The Cavalier team (University of Virginia) won first place, making it the first time that a U.S. team has won this award. During the final lap, they reached a maximum speed of 184 mph, which is a world record for the IAC competition. According to Dr. Madhur Behl, an Associate Professor of Computer Science and the project lead: “This competition is fundamentally a “battle of algorithms.” All the cars are nearly identical in hardware-sensors, chassis, engine, onboard computer. Winning comes down to building a superior AI driver that can push the boundaries of perception, planning, and control, operating right at the edge of what’s possible. Latency is a critical issue and requires innovation and system designs that are fast, robust and predictive”.
The Passing Competition
Six teams participated, based on previously meeting qualifications during trials and then seeded by the results of the speed competition.
Although TUM would have been one of the competitors, the crash during the speed competition made the vehicle unusable. As a result, 5 teams competed. The weather had gotten cooler and strong wind gusts started (24 mph).
AI Racing Tech and Unimore went first, with the latter attacking (behind). During the third lap after exiting the sharp turn on the oval track, Unimore was able to overtake AI Racing Tech, at a speed of 120 mph. AI Racing Tech tried to pass in the fourth lap, but a breakdown occurred, possibly due to loss of GPS signal (faulty wire?), causing a loss of localization. Unimore was declared the winner.
After the clean-up and towing of the AI Racing Tech car, PolyMove-MSU went next against KAIST. Polymove-MSU as the attacker vehicle passed KAIST in the second lap. After this, KAIST seemed to slow down, inexplicably. They never really tried to regain the lead, possibly because the software just did not have the confidence to power ahead.

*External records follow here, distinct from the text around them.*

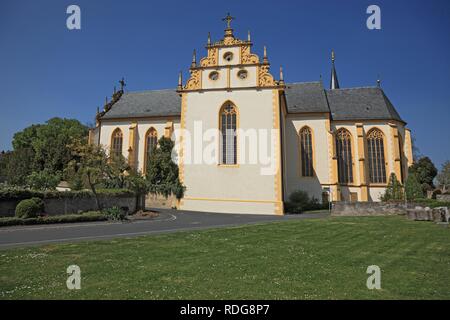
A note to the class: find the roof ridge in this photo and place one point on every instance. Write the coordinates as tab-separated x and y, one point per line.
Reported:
355	88
153	90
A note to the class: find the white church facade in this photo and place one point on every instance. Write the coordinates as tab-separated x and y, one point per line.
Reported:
244	141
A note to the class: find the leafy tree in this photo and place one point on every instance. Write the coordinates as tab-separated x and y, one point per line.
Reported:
45	147
425	172
89	163
117	170
43	180
162	172
394	190
17	166
413	189
444	176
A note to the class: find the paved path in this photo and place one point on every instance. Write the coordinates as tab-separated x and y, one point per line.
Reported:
167	221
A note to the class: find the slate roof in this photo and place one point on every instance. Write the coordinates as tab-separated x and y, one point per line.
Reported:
306	97
360	103
150	103
344	104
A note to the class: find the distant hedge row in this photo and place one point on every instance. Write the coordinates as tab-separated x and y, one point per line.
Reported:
19	194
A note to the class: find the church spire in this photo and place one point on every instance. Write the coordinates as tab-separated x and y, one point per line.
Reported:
228	30
334	83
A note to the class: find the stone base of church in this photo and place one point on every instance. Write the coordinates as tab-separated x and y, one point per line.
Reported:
232	206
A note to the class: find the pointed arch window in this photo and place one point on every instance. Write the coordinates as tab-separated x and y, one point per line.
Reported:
375	152
344	156
116	143
306	152
151	141
228	126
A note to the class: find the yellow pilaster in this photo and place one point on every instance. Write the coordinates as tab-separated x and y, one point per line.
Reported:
132	145
168	129
362	162
408	147
396	149
334	186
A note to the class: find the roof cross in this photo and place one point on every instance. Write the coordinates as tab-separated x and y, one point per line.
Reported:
228	19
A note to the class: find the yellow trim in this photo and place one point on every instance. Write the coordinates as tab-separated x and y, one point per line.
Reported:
182	127
396	153
408	146
111	140
220	164
151	129
386	159
313	147
279	210
364	192
231	200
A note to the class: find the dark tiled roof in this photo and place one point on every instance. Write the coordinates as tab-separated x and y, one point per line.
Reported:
306	97
360	103
344	104
150	103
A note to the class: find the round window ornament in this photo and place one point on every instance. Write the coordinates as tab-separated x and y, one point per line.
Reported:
228	56
242	74
214	75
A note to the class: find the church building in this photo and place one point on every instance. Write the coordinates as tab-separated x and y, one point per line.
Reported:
245	140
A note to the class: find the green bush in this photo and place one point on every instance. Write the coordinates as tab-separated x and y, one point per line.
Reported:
413	189
84	217
114	213
43	180
299	202
29	208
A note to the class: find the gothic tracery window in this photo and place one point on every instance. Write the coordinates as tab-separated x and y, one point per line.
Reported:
116	143
151	141
306	152
375	152
228	119
344	156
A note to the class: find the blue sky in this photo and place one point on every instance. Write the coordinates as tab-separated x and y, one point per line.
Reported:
47	70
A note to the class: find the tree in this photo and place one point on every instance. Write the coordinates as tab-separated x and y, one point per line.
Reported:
413	189
444	176
162	172
43	180
425	172
46	146
89	163
394	190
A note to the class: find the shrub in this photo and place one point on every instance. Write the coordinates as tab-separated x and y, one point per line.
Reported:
114	213
413	189
299	202
43	180
29	208
394	190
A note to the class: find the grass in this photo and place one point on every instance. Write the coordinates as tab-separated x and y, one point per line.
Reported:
296	259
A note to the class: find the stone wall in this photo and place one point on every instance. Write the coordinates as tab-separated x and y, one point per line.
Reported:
368	208
67	205
443	197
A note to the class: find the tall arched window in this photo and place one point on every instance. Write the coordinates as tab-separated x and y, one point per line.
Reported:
228	125
344	156
375	152
116	143
151	141
306	152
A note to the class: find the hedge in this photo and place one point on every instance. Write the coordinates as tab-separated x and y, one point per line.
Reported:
83	217
19	194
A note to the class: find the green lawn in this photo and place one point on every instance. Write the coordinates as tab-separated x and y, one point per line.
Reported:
297	259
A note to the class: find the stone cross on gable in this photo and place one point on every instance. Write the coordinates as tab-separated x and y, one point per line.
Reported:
228	19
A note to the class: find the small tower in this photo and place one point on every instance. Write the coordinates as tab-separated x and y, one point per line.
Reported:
334	83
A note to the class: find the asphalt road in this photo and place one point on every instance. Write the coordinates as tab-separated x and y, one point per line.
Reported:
167	221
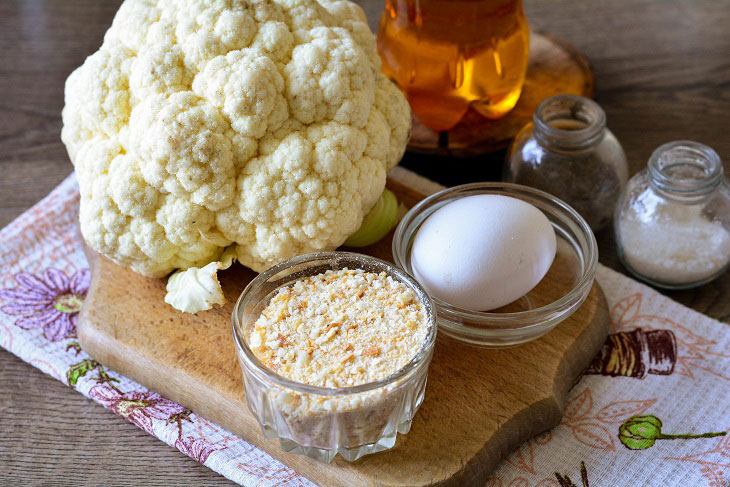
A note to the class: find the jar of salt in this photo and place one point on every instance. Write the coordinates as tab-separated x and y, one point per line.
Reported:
672	223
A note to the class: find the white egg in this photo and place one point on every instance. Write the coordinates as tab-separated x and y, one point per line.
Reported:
484	251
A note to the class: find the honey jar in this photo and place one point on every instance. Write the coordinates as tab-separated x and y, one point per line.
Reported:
447	55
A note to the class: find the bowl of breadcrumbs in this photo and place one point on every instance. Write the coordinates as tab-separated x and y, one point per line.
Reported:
334	348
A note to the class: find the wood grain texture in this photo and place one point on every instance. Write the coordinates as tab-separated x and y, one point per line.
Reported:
480	403
554	68
662	73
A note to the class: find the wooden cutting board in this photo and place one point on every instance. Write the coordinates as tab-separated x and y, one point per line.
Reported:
480	403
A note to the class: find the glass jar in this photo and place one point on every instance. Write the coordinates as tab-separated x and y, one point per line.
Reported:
447	55
673	222
568	152
321	422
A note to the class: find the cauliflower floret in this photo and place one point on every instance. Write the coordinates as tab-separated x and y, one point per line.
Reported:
263	127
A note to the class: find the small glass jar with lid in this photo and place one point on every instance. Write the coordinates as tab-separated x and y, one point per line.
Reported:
673	222
567	151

It was Cavalier Racing and Unimore next, and this was an intense competition, with each team passing the other multiple times. The unexpected happened. A bird (yes, a bird!) hit the Cavalier car camera which was moving at 120 mph and in the lead, throwing debris on the track (Tesla CyberTruck to the rescue again). This caused the vehicle to stop, handing Unimore the victory.

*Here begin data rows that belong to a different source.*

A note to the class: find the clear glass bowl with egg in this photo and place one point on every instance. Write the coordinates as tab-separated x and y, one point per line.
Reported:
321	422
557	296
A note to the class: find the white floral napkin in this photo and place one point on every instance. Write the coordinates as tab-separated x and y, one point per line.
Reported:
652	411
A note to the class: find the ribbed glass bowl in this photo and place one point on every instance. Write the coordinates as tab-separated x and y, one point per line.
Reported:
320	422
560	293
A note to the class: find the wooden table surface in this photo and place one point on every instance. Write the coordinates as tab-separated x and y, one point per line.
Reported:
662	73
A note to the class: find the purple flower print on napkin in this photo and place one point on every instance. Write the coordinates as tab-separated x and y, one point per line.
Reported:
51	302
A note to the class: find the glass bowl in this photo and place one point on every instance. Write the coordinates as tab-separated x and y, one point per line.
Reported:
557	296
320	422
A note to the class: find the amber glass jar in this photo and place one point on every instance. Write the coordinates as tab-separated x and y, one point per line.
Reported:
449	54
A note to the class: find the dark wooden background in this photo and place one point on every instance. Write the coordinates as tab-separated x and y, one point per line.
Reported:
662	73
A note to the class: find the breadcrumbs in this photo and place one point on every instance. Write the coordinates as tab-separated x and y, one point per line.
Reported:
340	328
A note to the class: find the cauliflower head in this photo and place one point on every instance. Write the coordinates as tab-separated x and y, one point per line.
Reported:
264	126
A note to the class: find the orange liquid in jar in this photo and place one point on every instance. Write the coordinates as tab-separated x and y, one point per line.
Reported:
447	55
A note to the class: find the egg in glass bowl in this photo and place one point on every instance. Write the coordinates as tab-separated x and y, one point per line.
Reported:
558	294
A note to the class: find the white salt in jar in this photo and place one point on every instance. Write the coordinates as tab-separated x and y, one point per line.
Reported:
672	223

Excitement and emotions ran high as the all-Italian final between PoliMOVE-MSU and Unimore commenced. The competition was intense with multiple passes by each team, and increasing speeds of up to 170 mph. During the sixth lap, PoliMOVE-MSU took the lead, and Unimore could not pass. PoliMOVE-MSU was declared the winner.
An event where robotic racecars compete on a closed racetrack seems boring. But as this IAC event demonstrated, this is far from the case. From the 150 people competing on the 9 teams to the 1500 high school STEM and other spectators, the human element was intense. Unfortunately, 3 cars were damaged and a bird probably injured. From excitement and exhilaration, to surprises and disappointments, human drama was on display for the roughly 6 hours of the competition. Interestingly, there were no screaming matches between teammates. The camaraderie between competing teams was inspiring – during victory, defeat and accidents.

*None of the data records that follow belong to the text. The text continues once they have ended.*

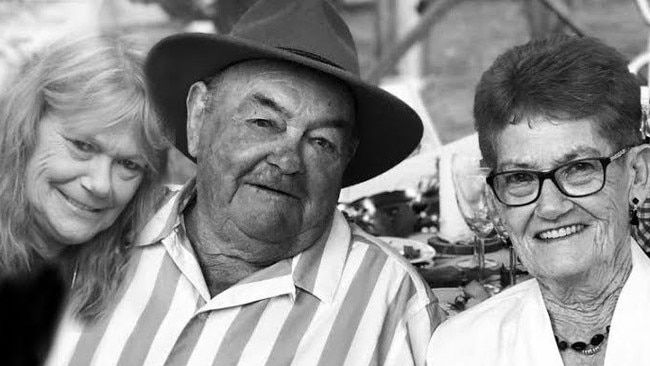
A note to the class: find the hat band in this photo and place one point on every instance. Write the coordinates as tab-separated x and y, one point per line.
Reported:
312	56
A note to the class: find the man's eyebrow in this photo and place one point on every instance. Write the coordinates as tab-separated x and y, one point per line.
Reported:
268	102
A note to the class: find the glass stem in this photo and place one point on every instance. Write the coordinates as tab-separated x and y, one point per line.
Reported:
513	266
479	254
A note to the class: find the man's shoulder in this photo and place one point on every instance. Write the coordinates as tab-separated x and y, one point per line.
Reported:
402	273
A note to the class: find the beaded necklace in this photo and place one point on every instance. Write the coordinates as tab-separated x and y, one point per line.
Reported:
586	349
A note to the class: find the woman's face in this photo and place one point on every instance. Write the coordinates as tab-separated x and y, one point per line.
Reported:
79	179
560	237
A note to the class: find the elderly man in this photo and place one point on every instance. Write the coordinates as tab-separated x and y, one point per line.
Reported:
251	263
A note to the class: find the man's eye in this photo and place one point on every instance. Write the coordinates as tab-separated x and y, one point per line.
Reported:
82	145
264	123
324	143
519	178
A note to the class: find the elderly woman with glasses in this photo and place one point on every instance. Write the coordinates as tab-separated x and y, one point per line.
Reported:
558	123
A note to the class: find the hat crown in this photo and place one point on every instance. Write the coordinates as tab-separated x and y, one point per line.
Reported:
308	28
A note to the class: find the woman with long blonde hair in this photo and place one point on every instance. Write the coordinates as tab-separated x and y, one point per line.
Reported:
81	155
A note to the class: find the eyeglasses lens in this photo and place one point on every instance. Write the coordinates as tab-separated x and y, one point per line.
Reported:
575	179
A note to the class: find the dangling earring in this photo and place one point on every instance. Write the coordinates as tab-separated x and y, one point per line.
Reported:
634	218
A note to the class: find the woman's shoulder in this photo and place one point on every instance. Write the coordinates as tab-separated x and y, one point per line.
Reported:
484	328
491	314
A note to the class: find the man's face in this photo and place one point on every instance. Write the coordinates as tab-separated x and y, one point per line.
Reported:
272	145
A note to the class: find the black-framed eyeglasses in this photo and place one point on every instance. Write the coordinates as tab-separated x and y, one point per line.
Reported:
577	178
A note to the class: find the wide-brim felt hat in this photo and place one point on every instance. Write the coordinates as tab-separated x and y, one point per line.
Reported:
306	32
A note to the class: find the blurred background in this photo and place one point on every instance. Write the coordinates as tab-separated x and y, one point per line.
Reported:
431	53
452	51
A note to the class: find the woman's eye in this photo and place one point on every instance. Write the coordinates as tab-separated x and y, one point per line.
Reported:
130	165
82	145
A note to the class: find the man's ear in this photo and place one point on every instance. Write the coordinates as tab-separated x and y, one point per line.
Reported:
641	169
196	102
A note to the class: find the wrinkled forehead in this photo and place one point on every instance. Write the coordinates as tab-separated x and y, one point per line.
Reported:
272	76
89	121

The impact of the competition on developing a talent pool for autonomy, exciting young STEM students to enter the field, engaging government entities and spectators to celebrate the event was spectacular. A perfect fusion of great hardware, cold blooded AI and warm blooded human emotions.
The lessons learned from the race in terms of developing agile and adaptive autonomous systems have significant implications for terrestrial transportation (Tesla FSD anyone !), as well as other domains like outer space, underwater and aerospace environment.